Domenica, 13 luglio 2008: Cagliari s’inchina al genio eclettico di Daniele Silvestri, che si esibisce in un concerto (gratuito) all’interno della manifestazione Mondo Ichnusa. L’evento chiude una tre giorni fatta di sport, cibo, birra e tanta musica (nei giorni precedenti, sul palco anche Tiromancino e Frankie HI NRG MC).
Un grande palco, palchetti minori e chioschi montati per l’occasione sulla grande spiaggia del capoluogo sardo, il Poetto. Ma la scenografia sarebbe anche potuta mancare perché Daniele regala al pubblico presente un concerto che, di per sé, è già grandioso. Anzi, più che un concerto è un viaggio, come lui stesso lo definisce. Un viaggio che geograficamente passa per Napoli, Puglia, Olanda, Sardegna (spassosissimo l’esordio di La Paranza con la tecnica del canto a tenore, intonata insieme al coro di Neoneli, special guest della serata) e via dicendo, fino ad arrivare ovviamente a Cuba, e che metaforicamente passa per tutto ciò che fa parte della vita: amore, amicizia, politica, matrimonio, viaggio…

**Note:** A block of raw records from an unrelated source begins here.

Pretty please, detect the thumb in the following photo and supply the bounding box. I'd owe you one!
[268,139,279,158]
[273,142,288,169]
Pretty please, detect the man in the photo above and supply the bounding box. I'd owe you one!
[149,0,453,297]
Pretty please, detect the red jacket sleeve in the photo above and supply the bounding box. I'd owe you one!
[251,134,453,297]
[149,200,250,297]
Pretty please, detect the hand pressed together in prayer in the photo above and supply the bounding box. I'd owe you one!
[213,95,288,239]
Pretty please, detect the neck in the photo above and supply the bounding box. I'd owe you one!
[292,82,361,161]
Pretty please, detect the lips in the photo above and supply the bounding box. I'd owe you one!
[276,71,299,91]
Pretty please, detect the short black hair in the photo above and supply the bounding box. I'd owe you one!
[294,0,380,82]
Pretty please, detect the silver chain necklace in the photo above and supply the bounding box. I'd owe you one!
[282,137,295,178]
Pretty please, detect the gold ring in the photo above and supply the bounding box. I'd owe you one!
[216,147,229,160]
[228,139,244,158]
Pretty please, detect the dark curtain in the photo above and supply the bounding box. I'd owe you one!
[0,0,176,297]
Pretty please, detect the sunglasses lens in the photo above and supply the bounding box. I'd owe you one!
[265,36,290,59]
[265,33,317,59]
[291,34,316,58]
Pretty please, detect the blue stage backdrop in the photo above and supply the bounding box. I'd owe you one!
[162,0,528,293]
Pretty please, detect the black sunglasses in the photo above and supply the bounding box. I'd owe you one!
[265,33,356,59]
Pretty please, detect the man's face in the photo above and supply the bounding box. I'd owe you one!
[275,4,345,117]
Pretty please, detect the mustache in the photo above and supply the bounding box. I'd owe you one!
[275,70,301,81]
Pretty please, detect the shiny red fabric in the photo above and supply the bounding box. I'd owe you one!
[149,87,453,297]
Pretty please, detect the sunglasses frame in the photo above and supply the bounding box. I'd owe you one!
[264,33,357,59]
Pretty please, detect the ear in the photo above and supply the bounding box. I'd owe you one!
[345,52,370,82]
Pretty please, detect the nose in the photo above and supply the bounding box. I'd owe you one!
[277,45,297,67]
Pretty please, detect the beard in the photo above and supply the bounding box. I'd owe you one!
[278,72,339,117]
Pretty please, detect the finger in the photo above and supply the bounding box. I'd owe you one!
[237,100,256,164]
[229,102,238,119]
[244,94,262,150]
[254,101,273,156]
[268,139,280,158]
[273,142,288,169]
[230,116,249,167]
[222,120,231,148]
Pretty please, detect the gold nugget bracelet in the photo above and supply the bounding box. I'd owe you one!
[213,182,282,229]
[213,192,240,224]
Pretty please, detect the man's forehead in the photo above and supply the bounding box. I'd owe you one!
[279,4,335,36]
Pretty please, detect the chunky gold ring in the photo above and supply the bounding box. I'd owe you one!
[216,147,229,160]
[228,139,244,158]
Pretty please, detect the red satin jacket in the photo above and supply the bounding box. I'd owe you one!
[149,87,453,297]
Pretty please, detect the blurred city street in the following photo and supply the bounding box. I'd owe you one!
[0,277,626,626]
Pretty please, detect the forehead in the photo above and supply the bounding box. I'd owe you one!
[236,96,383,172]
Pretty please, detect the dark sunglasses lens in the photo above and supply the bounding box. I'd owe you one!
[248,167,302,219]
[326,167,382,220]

Quello che canta, suona, parla e si agita sul palco è senz’altro il miglior Silvestri che conosciamo: quello che si diverte e fa divertire proponendo canzoni come Sogno B (perché, come ricorda al pubblico, la musica è soprattutto gioco), quello che non dimentica l’impegno politico (ribadito sia con brani come L’uomo col megafono e Il mio nemico che con ironiche trovate da vero giullare) e quello sociale (assolutamente suggestiva la performance in La bomba, ma non manca Gino e l’alfetta, perché di cose serie si può parlare anche scherzando), quello che vuole ricordare che sì, scrive anche canzoncine un po’ demenziali (come Banalità, Domani mi sposo e Si, no… non so) ma lui e la sua band sono signori musicisti che possono passare con assoluta naturalezza dal melodico al rock, dal reggae al blues, dalla techno al latino-americano.
Silvestri esordisce proponendo la sua musica anche come mezzo per incanalare la rabbia e con la magistrale esecuzione di Il dado, così carica di energia, ne ha dato ottima prova.
Un concerto che dura più di due ore, interrotte solo da due brani eseguiti dai Tenores, e che per una notte fa dimenticare ai suoi fans della prima ora che: 1) Silvestri non è più l’artista di nicchia che si vede poco in tv; 2) che la sua presenza ai concerti del Primo maggio è divenuta troppo scostante; 3) che ormai pure lui si è convertito al Dio profitto (Salirò è bella, ma è anche una gran trovata commerciale, per non parlare della riciclata Monetine, versione amputata della precedente Pozzo dei desideri); 4) che il suo estro creativo ormai sta troppo a riposo (l’ultimo album totalmente nuovo e degno di ammirazione, Uno, dué, risale al 2002); 5) che con La paranza e Gino e l’alfetta li aveva illusi di essere tornato all’apice della creatività ed invece Il latitante (titolo dell’album da cui sono tratte) si è rivelato essere proprio il suo estro creativo (tanto per citarne una, cosa c’è del vero, grande Silvestri in A me ricordi il mare?!).
Quanto all’esibizione di ieri, unica pecca su cui non è facile chiudere occhio è la pesante assenza di Aria, mentre le aspettative dei “compagni” (e dei simpatizzanti) non sono state deluse nel finale con l’arrivo della tanto attesa Cohiba. E che Cohiba!
Come ultima chicca, il diavoletto Silvestri concede a sé ed ai suoi musicisti, con grande piacere dei presenti, un momento di puro divertimento, esibendosi con tutta la band in una performance di sole percussioni: ultimo fotogramma di un bel pezzo di viaggio vissuto insieme.